UPPER WEST SIDE — The Landmarks Preservation Commission voted unanimously Tuesday in favor of holding a public hearing to discuss designating Morningside Heights a historic district.

The public hearing, which will be set sometime in November, will give community members a chance to weigh in on the designation and will ultimately lead to the commission making a final vote on it.

The proposed 115-building historic district is made up largely of residential buildings and some institutional buildings, most built between the 1890s and 1920s, according to the LPC. The district would start just above West 108th Street and run to West 119th Street, including parts of Riverside Drive, Broadway and Amsterdam Avenue.

The Cathedral of St. John the Divine would not be included, but it is currently under consideration by LPC as an individual landmark.

Residents and community leaders have been working to create the historic district for decades.

The Morningside Heights Historic District Committee, a group leading the charge, created an online petition for the designation that had garnered about 315 signatures of its 500 goal as of Tuesday afternoon.

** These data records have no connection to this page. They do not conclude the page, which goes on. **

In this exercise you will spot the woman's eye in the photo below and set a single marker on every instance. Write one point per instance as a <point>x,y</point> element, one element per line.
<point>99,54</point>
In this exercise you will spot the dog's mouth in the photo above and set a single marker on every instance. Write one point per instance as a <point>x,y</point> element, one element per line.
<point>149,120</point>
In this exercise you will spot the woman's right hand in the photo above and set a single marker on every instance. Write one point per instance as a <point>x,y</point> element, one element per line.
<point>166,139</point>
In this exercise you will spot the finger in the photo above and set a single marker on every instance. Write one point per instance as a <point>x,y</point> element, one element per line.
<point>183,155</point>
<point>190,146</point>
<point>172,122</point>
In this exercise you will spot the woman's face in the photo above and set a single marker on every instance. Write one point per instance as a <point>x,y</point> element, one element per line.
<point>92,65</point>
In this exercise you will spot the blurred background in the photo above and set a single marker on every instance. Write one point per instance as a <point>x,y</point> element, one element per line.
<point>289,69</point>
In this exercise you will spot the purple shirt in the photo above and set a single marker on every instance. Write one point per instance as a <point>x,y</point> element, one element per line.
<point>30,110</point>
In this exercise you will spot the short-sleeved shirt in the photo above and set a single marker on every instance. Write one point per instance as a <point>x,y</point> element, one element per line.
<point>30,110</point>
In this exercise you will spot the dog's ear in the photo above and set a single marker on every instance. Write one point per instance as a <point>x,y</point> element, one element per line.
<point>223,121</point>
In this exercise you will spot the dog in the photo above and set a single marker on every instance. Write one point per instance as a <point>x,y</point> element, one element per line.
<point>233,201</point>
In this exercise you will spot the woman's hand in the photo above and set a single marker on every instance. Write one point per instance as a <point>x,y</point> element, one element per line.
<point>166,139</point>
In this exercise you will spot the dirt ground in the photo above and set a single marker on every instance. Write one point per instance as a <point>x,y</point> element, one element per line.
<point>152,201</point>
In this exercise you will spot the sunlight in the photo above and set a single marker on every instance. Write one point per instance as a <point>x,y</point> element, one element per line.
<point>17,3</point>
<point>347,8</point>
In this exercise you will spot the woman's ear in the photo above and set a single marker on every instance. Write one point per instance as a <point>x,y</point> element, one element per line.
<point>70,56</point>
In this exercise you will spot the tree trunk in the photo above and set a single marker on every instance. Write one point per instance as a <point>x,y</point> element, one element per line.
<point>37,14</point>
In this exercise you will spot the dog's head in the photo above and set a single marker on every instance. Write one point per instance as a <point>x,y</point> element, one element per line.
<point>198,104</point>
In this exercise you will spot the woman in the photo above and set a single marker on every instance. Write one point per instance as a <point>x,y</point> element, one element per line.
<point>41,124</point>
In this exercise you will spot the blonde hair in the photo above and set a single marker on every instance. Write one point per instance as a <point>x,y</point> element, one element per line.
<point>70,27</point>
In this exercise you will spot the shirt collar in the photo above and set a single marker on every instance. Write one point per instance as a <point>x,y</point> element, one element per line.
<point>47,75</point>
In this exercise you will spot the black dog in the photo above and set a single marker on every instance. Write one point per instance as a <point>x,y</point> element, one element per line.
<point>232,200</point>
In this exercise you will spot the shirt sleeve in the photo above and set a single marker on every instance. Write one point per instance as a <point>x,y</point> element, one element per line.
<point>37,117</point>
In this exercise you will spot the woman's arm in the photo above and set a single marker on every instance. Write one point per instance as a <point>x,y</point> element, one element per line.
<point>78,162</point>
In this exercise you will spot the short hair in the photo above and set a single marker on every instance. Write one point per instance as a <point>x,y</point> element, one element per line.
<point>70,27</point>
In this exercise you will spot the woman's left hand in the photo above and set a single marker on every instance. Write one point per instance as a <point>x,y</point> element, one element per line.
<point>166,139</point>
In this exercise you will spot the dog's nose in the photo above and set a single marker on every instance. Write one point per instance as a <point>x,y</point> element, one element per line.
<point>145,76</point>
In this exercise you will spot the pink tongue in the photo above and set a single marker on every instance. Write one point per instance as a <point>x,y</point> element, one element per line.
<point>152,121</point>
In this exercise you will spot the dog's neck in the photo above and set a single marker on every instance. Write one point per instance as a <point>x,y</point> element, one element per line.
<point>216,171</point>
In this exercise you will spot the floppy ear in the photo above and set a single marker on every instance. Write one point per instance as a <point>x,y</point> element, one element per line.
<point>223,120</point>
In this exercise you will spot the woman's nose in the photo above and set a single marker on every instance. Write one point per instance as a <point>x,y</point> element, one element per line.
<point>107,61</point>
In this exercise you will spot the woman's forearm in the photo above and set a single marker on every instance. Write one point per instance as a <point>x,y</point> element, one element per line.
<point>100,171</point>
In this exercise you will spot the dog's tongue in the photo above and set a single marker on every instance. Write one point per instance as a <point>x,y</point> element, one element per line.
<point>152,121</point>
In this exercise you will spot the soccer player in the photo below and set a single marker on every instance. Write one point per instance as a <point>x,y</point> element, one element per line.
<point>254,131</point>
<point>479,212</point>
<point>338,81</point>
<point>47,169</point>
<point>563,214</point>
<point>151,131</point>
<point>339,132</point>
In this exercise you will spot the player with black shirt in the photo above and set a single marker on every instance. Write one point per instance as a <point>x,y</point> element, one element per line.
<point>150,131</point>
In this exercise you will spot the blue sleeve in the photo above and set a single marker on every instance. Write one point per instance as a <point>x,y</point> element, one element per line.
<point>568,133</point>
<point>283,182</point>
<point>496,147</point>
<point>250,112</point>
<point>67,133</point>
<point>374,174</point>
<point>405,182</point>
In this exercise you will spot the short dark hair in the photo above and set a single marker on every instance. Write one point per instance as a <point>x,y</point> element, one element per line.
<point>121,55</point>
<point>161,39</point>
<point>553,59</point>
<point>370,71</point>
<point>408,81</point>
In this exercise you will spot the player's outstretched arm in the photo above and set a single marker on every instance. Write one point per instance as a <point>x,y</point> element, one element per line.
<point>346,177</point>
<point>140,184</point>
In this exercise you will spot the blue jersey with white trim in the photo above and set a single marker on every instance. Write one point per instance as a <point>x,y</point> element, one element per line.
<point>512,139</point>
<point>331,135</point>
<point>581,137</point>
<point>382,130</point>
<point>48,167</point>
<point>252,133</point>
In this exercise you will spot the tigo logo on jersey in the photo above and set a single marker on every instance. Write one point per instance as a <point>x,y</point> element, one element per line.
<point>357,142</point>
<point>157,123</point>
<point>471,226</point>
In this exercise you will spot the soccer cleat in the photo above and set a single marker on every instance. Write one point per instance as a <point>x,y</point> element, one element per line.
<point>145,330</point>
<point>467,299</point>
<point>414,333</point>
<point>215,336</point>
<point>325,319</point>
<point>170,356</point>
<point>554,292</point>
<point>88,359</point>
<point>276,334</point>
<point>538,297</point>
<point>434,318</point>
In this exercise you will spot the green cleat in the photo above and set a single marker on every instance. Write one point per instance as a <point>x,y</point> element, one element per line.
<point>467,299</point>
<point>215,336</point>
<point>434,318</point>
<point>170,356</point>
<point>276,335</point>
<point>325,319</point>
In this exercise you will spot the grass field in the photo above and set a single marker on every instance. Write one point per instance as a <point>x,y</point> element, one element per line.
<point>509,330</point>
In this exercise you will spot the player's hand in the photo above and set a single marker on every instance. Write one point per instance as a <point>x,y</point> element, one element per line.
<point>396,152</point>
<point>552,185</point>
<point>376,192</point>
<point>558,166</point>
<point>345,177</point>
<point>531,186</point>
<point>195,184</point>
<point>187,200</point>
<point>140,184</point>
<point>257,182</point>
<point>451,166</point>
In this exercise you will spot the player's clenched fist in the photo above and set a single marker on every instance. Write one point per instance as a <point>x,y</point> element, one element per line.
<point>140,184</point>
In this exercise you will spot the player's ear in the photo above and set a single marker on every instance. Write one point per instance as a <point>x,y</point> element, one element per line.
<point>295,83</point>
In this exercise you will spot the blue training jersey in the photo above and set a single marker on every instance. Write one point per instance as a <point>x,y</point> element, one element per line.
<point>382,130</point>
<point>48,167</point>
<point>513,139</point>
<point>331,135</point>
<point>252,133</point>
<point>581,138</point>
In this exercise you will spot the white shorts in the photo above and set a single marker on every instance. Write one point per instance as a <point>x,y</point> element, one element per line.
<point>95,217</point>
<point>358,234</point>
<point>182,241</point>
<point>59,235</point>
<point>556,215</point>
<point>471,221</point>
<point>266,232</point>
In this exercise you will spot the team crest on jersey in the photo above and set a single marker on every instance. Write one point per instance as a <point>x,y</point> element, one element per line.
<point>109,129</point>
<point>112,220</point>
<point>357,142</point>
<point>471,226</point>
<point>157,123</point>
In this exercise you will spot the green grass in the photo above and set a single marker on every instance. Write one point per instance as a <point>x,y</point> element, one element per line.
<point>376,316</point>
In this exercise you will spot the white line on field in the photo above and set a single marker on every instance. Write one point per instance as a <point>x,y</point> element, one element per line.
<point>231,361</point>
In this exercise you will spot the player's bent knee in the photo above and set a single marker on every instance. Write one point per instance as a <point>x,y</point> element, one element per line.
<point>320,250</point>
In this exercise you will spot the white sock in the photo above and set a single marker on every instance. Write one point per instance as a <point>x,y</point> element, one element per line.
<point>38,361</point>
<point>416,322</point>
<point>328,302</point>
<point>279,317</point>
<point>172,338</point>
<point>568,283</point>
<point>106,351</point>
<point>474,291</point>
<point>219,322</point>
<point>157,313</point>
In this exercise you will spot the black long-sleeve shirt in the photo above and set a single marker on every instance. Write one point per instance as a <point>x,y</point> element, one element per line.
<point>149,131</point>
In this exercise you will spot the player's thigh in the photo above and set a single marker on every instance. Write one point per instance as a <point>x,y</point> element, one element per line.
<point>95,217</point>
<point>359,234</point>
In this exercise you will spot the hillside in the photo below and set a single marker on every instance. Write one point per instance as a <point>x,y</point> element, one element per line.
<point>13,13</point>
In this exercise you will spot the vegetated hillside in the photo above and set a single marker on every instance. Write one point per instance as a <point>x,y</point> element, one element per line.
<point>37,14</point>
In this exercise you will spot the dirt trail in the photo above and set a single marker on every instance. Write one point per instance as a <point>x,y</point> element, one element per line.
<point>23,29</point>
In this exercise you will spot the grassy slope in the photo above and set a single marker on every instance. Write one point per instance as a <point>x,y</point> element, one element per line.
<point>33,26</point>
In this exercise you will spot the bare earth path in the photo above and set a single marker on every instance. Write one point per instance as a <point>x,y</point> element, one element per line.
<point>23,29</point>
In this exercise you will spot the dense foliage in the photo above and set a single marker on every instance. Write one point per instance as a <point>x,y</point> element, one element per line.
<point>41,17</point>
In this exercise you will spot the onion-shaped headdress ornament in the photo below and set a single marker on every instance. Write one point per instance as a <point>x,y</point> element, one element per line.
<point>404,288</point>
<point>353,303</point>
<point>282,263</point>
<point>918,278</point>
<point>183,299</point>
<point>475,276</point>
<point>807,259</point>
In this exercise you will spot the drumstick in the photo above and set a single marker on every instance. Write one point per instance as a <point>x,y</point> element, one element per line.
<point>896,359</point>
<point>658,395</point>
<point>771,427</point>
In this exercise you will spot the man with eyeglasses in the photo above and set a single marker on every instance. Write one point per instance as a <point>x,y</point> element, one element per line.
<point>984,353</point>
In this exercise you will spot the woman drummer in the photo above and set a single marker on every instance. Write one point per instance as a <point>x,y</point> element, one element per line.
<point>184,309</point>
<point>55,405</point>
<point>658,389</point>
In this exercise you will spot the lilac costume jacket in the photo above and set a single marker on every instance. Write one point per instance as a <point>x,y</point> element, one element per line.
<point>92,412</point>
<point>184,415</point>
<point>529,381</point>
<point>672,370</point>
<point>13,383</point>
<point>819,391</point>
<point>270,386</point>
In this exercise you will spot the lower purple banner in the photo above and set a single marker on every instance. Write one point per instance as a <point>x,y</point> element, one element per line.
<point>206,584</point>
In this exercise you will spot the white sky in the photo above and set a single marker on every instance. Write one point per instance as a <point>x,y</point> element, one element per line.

"[The neighborhood] is notable for the highest density of early-20th-century middle-class apartment buildings in all of New York City constructed in a short period of time and it contains the greatest concentration of historic institutions of higher learning of any neighborhood in the United States," the petition states. 

In May, Assemblyman Daniel O'Donnell also launched an online petition calling for the designation. O'Donnell, a founding member of the Morningside Heights Historic District Committee 20 years ago, praised the decision Tuesday.

"Today's achievement was made possible by the cohesiveness of the Morningside Heights community- from its buildings to its people," he said in a statement.

Recently, residents and elected officials protested plans by a developer to build a 250,000-square-foot condo building on West 122nd Street on a parcel of land sold by the Jewish Theological Seminary.

The land would not be protected by the current proposal for a Morningside Heights Historic District, so opponents are pushing for a rezoning of the area to prevent large developments.